Time discretization¶

Fig. 1 Sequential update scheme in Krotov’s method on a time grid.¶

The derivation of Krotov’s method assumes time-continuous control fields. Only in this case, monotonic convergence is mathematically guaranteed. However, for practical numerical applications, we have to consider controls on a discrete time grid with \(nt\) points running from \(t=0\) to \(t=T\), with a time step \(\dd t\). The states are defined on the points of the time grid, while the controls are assumed to be constant on the intervals of the time grid. See the notebook Time Discretization in Quantum Optimal Control for details. This discretization yields the numerical scheme shown in Fig. 1. It proceeds as follows [10]:

Construct the states \(\ket{\chi^{(i)}_k(T)}\) according to Eq. (11). These typically depend on the states \(\{\ket{\phi^{(i)}_k(T)}\}\) forward-propagated under the optimized pulse from the previous iteration, that is, the guess pulse in the current iteration.
Perform a backward-propagation using Eq. (10) as the equation of motion over the entire time grid. The resulting state at each point in the time grid must be stored in memory.
Starting from the known initial states \(\ket{\phi_k} = \ket{\phi_k(t=0)}\), calculate the pulse update for the first time step according to Eq. (8), with \(t=\dd t/2\) on the left-hand side (representing the first interval in the time grid, on which the control pulse is defined), and \(t=0\) on the right-hand side (representing the first point on the time grid). This approximation of \(t \approx t + \dd t /2\) is what constitutes the “time discretization” mathematically. It resolves the seeming contradiction in the time-continuous Eq. (8) that the calculation of \(\epsilon^{(i+1)}(t)\) requires knowledge of the states \(\ket{\phi_k^{(i+1)}(t)}\) obtained from a propagation under \(\epsilon^{(i+1)}(t)\).
Use the updated field \(\epsilon^{(i+1)}(\dd t/2)\) for the first interval to propagate \(\ket{\phi_k(t=0)}\) for a single time step to \(\ket{\phi_k^{(i+1)}(t=\dd t)}\), with Eq. (9) as the equation of motion.

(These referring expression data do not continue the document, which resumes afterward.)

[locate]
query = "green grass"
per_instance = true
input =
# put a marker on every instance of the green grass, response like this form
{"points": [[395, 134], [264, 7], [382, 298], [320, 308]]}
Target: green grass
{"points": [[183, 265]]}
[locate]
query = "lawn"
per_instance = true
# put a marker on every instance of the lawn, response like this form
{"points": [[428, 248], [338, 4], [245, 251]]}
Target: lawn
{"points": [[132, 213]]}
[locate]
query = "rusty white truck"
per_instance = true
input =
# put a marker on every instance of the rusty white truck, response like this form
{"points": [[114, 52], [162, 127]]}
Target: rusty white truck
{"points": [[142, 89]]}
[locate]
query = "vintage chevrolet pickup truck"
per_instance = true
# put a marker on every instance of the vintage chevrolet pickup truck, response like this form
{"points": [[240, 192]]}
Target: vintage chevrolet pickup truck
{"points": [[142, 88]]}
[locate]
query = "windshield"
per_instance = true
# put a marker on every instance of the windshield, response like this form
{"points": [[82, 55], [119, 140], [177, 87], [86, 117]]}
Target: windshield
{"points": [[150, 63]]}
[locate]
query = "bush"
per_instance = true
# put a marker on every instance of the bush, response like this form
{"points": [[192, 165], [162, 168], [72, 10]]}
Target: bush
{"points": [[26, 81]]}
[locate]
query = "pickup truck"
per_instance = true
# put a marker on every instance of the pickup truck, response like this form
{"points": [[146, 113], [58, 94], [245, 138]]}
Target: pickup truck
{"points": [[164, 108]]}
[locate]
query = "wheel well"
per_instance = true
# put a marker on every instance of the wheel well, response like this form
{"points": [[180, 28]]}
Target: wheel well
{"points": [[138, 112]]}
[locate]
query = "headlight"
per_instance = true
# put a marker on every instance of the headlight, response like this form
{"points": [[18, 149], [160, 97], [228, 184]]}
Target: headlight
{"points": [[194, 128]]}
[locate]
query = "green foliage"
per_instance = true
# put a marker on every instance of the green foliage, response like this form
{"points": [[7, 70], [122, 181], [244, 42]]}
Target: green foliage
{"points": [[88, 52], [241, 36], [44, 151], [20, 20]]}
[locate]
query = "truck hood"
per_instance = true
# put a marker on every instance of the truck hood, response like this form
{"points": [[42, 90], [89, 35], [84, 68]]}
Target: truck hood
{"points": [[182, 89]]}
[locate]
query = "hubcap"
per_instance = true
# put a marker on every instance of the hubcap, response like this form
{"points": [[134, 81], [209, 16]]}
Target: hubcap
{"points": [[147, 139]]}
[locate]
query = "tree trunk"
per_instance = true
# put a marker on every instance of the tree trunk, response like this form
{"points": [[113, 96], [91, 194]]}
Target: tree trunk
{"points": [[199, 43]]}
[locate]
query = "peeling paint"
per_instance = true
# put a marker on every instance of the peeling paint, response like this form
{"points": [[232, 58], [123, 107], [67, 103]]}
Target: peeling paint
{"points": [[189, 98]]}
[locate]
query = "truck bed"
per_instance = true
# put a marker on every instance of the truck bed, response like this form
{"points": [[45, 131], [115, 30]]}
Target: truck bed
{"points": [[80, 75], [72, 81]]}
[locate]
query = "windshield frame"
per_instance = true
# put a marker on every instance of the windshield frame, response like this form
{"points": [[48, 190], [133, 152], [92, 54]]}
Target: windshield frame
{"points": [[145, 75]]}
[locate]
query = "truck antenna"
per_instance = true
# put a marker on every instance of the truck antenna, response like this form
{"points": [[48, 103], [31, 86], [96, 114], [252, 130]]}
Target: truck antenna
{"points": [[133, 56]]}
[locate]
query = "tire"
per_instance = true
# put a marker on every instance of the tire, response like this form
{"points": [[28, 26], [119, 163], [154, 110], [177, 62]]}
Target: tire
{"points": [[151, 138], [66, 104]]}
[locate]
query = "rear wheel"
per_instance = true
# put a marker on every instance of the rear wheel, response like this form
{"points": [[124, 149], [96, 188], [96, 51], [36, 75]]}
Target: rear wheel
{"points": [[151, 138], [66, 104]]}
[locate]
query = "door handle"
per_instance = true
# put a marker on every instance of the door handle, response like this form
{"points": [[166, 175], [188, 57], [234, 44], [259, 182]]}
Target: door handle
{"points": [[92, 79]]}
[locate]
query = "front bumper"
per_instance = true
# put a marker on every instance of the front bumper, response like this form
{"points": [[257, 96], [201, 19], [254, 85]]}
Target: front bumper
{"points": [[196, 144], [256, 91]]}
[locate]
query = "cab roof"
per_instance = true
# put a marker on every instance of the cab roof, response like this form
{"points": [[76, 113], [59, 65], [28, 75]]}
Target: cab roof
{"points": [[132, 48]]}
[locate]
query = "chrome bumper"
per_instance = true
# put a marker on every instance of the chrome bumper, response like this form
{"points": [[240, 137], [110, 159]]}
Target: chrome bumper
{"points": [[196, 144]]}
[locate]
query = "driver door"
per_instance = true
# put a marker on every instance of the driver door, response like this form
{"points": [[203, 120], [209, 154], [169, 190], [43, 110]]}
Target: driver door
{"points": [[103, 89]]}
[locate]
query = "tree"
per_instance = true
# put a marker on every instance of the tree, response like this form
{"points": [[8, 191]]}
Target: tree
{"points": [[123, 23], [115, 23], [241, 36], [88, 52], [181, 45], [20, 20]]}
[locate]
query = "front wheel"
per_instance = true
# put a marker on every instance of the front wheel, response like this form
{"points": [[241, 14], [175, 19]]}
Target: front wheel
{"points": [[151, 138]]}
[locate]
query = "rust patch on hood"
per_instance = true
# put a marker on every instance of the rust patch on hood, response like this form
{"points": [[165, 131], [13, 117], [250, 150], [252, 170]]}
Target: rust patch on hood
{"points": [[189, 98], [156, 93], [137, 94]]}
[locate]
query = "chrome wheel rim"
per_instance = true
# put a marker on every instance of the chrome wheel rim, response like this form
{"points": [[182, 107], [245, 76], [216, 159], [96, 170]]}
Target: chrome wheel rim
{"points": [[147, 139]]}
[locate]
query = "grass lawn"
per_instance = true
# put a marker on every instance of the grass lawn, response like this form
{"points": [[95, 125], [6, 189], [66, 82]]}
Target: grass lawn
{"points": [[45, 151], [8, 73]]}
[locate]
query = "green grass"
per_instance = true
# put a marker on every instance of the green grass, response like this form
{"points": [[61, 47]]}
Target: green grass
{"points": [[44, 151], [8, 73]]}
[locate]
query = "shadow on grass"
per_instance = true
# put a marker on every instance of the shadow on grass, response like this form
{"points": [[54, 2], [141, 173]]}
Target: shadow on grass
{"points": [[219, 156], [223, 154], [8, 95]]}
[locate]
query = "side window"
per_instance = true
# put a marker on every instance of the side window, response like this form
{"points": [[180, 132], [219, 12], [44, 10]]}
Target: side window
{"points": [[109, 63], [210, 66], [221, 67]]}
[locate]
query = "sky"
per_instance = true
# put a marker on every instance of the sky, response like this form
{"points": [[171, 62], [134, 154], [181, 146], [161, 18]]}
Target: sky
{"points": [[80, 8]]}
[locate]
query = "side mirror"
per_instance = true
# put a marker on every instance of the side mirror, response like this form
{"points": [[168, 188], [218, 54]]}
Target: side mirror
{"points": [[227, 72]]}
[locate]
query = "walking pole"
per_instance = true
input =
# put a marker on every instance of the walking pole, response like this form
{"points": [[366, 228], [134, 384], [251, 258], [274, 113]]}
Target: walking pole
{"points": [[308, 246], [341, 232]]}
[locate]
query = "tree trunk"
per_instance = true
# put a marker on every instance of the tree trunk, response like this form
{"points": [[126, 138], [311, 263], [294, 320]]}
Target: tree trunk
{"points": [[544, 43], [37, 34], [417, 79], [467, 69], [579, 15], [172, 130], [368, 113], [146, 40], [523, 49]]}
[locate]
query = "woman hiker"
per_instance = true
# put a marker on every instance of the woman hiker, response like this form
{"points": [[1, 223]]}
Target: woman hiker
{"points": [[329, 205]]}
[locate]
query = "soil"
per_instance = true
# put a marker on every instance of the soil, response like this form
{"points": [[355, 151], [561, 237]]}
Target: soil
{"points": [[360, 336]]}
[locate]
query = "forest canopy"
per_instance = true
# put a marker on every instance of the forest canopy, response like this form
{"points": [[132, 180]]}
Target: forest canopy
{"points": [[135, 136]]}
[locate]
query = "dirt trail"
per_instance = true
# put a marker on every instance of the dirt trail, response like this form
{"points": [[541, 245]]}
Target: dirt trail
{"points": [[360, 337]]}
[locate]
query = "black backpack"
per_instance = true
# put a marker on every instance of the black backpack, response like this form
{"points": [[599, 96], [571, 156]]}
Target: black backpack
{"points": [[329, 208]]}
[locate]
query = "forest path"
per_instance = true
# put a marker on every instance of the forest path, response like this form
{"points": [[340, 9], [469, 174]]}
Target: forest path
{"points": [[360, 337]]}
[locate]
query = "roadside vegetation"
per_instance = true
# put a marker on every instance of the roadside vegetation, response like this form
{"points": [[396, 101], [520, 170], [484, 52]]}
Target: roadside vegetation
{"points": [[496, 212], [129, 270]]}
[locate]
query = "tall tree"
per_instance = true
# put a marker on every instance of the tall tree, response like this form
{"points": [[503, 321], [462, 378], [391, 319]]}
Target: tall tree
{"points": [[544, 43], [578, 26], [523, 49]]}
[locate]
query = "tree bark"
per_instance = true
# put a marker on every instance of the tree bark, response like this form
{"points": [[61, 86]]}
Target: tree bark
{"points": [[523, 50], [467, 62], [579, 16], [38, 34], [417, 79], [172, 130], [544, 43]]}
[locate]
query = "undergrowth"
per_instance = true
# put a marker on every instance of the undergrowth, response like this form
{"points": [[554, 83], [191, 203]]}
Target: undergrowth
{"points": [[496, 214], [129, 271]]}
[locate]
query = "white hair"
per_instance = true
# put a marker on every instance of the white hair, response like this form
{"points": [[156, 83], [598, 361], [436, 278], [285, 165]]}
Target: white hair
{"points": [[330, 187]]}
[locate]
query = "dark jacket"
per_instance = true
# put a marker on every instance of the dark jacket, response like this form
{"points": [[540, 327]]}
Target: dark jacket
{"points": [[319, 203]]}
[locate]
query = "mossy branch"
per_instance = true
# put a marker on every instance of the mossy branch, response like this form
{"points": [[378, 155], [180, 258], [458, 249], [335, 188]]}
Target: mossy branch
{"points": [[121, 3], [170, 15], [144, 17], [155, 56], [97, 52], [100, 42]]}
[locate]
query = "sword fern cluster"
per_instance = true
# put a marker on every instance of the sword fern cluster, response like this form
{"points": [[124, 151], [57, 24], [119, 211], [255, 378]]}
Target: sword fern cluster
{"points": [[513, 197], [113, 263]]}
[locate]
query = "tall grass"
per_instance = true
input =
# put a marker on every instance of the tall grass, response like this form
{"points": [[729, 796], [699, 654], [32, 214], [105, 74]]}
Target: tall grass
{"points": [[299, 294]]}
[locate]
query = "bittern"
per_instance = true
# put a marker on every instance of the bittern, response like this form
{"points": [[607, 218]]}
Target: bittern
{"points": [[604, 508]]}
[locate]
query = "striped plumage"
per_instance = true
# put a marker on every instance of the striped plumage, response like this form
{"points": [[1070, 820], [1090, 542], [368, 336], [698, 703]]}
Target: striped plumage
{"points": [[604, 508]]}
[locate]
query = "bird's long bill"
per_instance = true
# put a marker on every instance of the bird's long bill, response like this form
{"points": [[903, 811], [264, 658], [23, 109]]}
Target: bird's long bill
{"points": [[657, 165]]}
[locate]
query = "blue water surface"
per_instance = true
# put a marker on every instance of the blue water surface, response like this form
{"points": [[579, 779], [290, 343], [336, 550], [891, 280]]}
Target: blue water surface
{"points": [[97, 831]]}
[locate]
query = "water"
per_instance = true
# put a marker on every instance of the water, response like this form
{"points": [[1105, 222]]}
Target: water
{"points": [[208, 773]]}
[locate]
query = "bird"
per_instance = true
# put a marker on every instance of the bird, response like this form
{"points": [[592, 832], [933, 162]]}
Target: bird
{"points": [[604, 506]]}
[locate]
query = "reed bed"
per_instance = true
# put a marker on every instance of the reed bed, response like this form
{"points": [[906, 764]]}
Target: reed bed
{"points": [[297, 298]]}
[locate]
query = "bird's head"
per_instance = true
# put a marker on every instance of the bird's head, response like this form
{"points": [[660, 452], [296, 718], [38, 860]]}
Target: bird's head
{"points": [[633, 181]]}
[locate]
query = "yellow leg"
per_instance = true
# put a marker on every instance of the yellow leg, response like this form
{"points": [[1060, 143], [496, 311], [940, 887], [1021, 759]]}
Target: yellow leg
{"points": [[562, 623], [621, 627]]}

The updates then proceed sequentially, until the final forward-propagated state \(\ket{\phi^{(i+1)}_k(T)}\) is reached.
The updated control field becomes the guess control for the next iteration of the algorithm, starting again at step 1. The optimization continues until the value of the functional \(J_T\) falls below some predefined threshold, or convergence is reached, i.e., \(\Delta J_T\) approaches zero so that no further significant improvement of \(J_T\) is to be expected.

For multiple objectives, the scheme can run in parallel, and each objective contributes a term to the update. Summation of these terms yields the sum in Eq. (8). See krotov.parallelization for details. For a second-order update, the forward propagated states from step 4, both for the current iteration and the previous iteration, must be stored in memory over the entire time grid.

Choice of λₐ¶

The monotonic convergence of Krotov’s method is only guaranteed in the continuous limit; a coarse time step must be compensated by larger values of the inverse step size \(\lambda_a\), slowing down convergence. Generally, choosing \(\lambda_a\) too small will lead to numerical instabilities and unphysical features in the optimized pulse. A lower limit for \(\lambda_a\) can be determined from the requirement that the change \(\Delta\epsilon(t)\) should be at most of the same order of magnitude as the guess pulse \(\epsilon^{(i)}(t)\) for that iteration. The Cauchy-Schwarz inequality applied to the update equation yields

\[\Norm{\Delta \epsilon(t)}_{\infty} \le \frac{\Norm{S(t)}}{\lambda_a} \sum_{k} \Norm{\ket{\chi_k (t)}}_{\infty} \Norm{\ket{\phi_k (t)}}_{\infty} \Norm{\frac{\partial \Op{H}}{\partial \epsilon}}_{\infty} \stackrel{!}{\le} \Norm{\epsilon^{(i)}(t)}_{\infty}\,,\]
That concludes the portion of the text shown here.